Part IVA of the Income Tax Assessment Act 1936 is a general anti-avoidance rule that can apply in certain circumstances if you or another taxpayer obtains a tax benefit in connection with an arrangement and it can be concluded that the arrangement, or any part of it, was entered into or carried out by any person for the dominant purpose of enabling a tax benefit to be obtained.

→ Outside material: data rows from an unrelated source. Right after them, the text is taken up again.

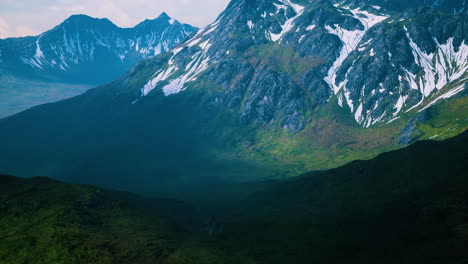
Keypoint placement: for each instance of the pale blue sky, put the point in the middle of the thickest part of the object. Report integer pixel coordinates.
(32, 17)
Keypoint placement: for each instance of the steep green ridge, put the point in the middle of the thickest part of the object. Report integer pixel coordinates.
(405, 206)
(44, 221)
(239, 105)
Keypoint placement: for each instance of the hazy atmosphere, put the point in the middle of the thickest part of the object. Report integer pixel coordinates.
(233, 131)
(20, 18)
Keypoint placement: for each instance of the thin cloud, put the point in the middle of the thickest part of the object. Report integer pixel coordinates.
(32, 17)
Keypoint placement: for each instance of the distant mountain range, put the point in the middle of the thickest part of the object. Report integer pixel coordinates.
(82, 51)
(272, 88)
(406, 206)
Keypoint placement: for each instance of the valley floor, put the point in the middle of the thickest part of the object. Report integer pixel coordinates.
(405, 206)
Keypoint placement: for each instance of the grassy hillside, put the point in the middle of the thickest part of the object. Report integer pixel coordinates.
(406, 206)
(44, 221)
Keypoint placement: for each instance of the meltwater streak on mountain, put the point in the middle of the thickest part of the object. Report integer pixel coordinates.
(78, 54)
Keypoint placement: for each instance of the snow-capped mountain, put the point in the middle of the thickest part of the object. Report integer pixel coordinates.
(88, 50)
(272, 88)
(377, 62)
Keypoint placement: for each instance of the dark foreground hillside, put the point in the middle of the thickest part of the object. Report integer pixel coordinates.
(406, 206)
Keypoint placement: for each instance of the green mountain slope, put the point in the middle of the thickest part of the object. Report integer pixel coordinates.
(44, 221)
(405, 206)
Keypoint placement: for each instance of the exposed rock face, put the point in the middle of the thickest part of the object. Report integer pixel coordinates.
(275, 61)
(276, 84)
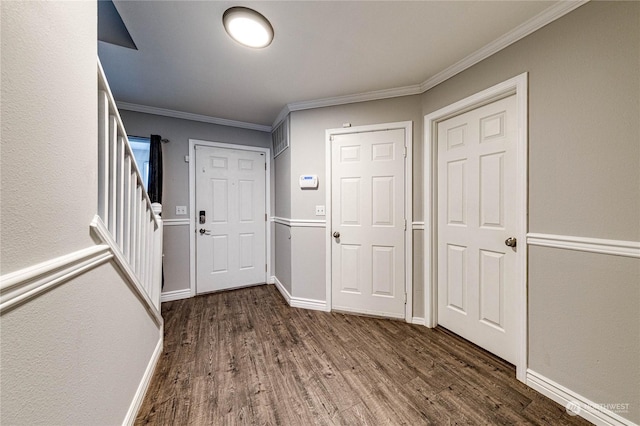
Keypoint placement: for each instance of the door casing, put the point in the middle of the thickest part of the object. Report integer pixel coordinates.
(192, 203)
(408, 197)
(515, 86)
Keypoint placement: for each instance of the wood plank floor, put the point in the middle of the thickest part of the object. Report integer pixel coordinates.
(245, 357)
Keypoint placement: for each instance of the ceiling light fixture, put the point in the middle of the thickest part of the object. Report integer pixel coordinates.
(248, 27)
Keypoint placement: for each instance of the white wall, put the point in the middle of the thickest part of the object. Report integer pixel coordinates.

If Part IVA applies the tax benefit can be cancelled, for example, by disallowing a deduction that was otherwise allowable.

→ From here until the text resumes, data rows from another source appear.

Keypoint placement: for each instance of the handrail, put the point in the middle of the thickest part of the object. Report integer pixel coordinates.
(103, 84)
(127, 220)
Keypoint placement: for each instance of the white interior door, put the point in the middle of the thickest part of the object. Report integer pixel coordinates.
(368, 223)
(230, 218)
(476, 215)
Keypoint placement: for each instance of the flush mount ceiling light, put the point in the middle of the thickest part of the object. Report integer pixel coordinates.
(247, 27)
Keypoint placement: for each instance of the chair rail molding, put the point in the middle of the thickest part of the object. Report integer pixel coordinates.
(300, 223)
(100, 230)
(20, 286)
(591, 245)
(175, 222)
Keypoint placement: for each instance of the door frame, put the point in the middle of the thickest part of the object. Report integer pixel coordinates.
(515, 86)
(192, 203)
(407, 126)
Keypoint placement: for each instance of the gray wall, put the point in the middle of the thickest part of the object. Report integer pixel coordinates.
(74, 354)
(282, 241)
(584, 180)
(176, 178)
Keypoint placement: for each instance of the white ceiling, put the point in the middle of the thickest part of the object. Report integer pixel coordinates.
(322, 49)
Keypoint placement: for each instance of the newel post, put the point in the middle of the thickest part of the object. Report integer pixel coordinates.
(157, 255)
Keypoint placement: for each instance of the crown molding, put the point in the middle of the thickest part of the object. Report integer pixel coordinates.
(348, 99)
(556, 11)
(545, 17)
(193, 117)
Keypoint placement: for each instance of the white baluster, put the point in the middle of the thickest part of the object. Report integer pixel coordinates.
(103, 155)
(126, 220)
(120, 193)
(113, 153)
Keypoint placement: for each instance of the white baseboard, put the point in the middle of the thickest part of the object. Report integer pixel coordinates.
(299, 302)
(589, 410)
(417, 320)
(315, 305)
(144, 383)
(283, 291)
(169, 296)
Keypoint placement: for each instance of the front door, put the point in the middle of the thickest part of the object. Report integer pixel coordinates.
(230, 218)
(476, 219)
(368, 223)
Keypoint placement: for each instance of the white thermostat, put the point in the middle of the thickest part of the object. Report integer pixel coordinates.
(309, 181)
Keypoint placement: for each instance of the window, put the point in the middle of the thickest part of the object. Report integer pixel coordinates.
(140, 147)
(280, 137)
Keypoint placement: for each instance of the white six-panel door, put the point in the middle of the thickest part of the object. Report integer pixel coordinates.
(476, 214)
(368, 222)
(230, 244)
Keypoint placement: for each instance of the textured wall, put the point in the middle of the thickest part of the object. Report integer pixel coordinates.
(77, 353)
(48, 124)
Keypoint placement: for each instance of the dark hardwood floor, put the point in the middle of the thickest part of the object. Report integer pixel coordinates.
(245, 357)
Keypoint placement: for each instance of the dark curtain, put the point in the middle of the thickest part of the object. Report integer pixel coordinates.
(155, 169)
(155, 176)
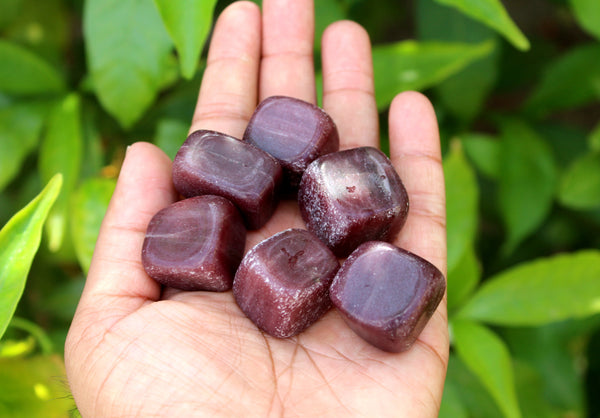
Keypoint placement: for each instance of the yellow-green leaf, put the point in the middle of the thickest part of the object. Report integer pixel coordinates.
(538, 292)
(570, 81)
(580, 184)
(61, 152)
(24, 73)
(188, 23)
(20, 127)
(527, 182)
(34, 387)
(493, 14)
(88, 207)
(19, 241)
(461, 204)
(410, 65)
(128, 53)
(486, 355)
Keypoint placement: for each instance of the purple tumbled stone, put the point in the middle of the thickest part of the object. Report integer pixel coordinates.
(387, 295)
(293, 131)
(210, 162)
(282, 283)
(195, 244)
(352, 196)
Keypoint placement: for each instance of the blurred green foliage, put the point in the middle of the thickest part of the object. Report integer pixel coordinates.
(516, 86)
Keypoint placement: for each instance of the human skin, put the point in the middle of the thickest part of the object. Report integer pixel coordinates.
(135, 349)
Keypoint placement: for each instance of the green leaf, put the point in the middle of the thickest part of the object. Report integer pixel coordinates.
(533, 398)
(35, 331)
(572, 80)
(580, 184)
(587, 13)
(594, 138)
(452, 406)
(170, 134)
(10, 10)
(484, 151)
(19, 241)
(463, 94)
(128, 55)
(539, 292)
(61, 152)
(20, 127)
(88, 207)
(527, 182)
(411, 65)
(29, 387)
(557, 364)
(188, 23)
(474, 396)
(486, 355)
(17, 348)
(493, 14)
(462, 196)
(463, 278)
(24, 73)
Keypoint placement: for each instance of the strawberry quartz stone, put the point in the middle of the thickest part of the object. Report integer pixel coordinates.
(293, 131)
(352, 196)
(211, 162)
(282, 284)
(387, 295)
(195, 244)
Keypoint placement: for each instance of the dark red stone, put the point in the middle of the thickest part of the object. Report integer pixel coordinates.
(352, 196)
(387, 295)
(210, 162)
(195, 244)
(293, 131)
(282, 283)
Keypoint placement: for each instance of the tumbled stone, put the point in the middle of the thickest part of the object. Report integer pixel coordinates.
(352, 196)
(387, 295)
(282, 283)
(195, 244)
(293, 131)
(210, 162)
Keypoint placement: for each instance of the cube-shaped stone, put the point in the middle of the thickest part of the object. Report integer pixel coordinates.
(211, 162)
(293, 131)
(387, 295)
(352, 196)
(195, 244)
(282, 284)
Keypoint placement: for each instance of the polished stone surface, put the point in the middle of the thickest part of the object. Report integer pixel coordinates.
(210, 162)
(195, 244)
(293, 131)
(387, 295)
(352, 196)
(282, 283)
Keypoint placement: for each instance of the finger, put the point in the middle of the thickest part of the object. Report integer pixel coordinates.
(287, 49)
(228, 94)
(415, 152)
(117, 283)
(348, 88)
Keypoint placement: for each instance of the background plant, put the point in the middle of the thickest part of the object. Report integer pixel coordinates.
(516, 86)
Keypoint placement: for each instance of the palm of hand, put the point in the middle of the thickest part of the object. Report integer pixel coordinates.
(134, 351)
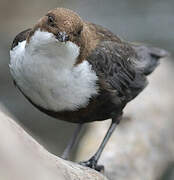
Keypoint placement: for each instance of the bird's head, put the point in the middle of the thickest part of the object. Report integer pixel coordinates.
(59, 27)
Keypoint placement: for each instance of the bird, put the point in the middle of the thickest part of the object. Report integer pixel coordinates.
(80, 72)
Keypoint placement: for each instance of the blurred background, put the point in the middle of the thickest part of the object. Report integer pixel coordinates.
(150, 21)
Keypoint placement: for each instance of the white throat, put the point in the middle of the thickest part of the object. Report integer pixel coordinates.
(44, 71)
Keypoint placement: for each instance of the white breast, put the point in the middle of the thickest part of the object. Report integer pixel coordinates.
(44, 71)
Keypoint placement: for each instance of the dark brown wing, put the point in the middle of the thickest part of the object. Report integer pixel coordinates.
(116, 67)
(20, 37)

We have not considered the application of Part IVA to the arrangement you asked us to rule on.
Reasons for decision
Under subsection 109D(1) of the Income Tax Assessment Act 1936 (ITAA 1936) an amount lent by a private company to a shareholder during the current year is taken to be a dividend for the purposes of Division 7A if the loan is not fully repaid before the private company's lodgement day for that income year.

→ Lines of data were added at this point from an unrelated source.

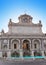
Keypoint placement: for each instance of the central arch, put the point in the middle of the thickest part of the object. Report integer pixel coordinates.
(26, 48)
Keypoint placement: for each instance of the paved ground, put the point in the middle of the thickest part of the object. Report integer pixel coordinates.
(35, 62)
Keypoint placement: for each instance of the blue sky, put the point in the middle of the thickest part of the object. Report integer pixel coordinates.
(14, 8)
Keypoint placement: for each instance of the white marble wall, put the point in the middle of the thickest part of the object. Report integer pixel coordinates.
(25, 30)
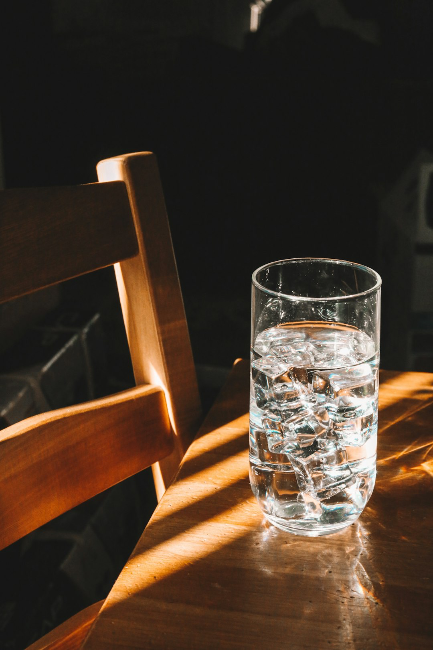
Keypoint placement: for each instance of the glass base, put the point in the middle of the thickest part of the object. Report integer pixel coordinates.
(310, 528)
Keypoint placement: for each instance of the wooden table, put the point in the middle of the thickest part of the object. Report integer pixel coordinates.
(210, 572)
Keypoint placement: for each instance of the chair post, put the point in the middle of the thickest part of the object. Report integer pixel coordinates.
(152, 305)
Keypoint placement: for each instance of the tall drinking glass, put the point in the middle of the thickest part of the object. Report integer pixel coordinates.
(314, 392)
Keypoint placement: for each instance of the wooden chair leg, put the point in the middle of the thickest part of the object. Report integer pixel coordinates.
(71, 634)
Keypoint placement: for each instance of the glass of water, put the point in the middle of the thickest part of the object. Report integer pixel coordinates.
(314, 392)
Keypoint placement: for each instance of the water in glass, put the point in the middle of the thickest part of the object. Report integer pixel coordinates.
(313, 425)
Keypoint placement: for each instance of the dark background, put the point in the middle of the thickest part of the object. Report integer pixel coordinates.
(271, 144)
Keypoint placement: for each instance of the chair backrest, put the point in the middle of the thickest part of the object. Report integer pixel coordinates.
(53, 461)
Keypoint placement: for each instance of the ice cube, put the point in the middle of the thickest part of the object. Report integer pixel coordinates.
(363, 346)
(263, 371)
(322, 472)
(353, 386)
(346, 387)
(308, 426)
(297, 353)
(313, 507)
(356, 430)
(270, 367)
(276, 335)
(265, 454)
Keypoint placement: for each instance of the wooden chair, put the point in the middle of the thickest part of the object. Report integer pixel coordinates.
(52, 462)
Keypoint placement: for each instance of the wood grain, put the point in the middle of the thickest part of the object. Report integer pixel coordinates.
(54, 461)
(210, 572)
(70, 634)
(52, 234)
(152, 305)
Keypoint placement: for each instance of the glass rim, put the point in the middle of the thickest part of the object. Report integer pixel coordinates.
(337, 262)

Under subsection 109D(1AA) of the ITAA 1936 the amount of the dividend taken to have been paid is the amount of the loan that has not been repaid before the private company's lodgement day for the current year, subject to section 109Y of the ITAA 1936.
Section 109Y of the ITAA 1936 limits the total amount of dividends taken to have been paid by the private company under Division 7A of the ITAA 1936 to the company's distributable surplus as at the end of its year of income.
Under subsection 109G(3) of the ITAA 1936 forgiveness of a loan debt does not give rise to a dividend if the loan gives rise to a dividend under section 109D.
Under subsection 109F(2) of the ITAA 1936 the amount of the dividend equals the amount of debt forgiven, subject to section 109Y of the ITAA 1936.
Under subsection 109F(6) of the ITAA 1936 an amount of debt an entity owes a private company is also forgiven for the purposes of this Division if a reasonable person would conclude (having regard to all the circumstances) that the private company will not insist on the entity paying the amount or rely on the entity's obligation to pay the amount.
Application to your circumstances
Question 1
The private company has made a loan to the family members (associates) which is taken to be a dividend under section 109D of the ITAA 1936, and the amount of the dividend can be reduced to nil if the company has a nil distributable surplus.
ATOID 2011/33 states;
…the private company is still taken to pay a dividend to the shareholder under subsection 109D(1) of the ITAA 1936. It is only the amount of the dividend under subsection 109D(1AA) of the ITAA 1936 which is affected by the private company's distributable surplus.
Therefore as the company is taken to pay a dividend under 109D of the ITAA 1936 then 109G(3) of the ITAA 1936 operates to exclude there being a dividend under 109F of the ITAA 1936.
Question 2
In the event of the endorsement of the promissory notes by the company's liquidator occurring in a subsequent year of income to that in which the promissory notes are issued to the company by the family members; a dividend may be taken to be paid under section 109F(6) of the ITAA 1936.
However, the company is relying on the family member's obligation under the promissory notes to make an in-specie distribution of the promissory notes to its shareholders.
Therefore, no amount is forgiven under section 109F(6) of the ITAA 1936 in the income year prior to the year in which the promissory notes are endorsed by the company to the trusts.
Further information
If promissory notes are issued prior to liquidation; 109D(1A) of the ITAA 1936 would not be applied, rather, 109D(1) of the ITAA 1936 would apply changing the timing of any dividend.
The application of 109D(1A) of ITAA 1997 effectively provides for a further 12 months for repayment if the loan is made by a liquidator in the course of winding up a company.
ATOID 2011/33 would also have application to these circumstances.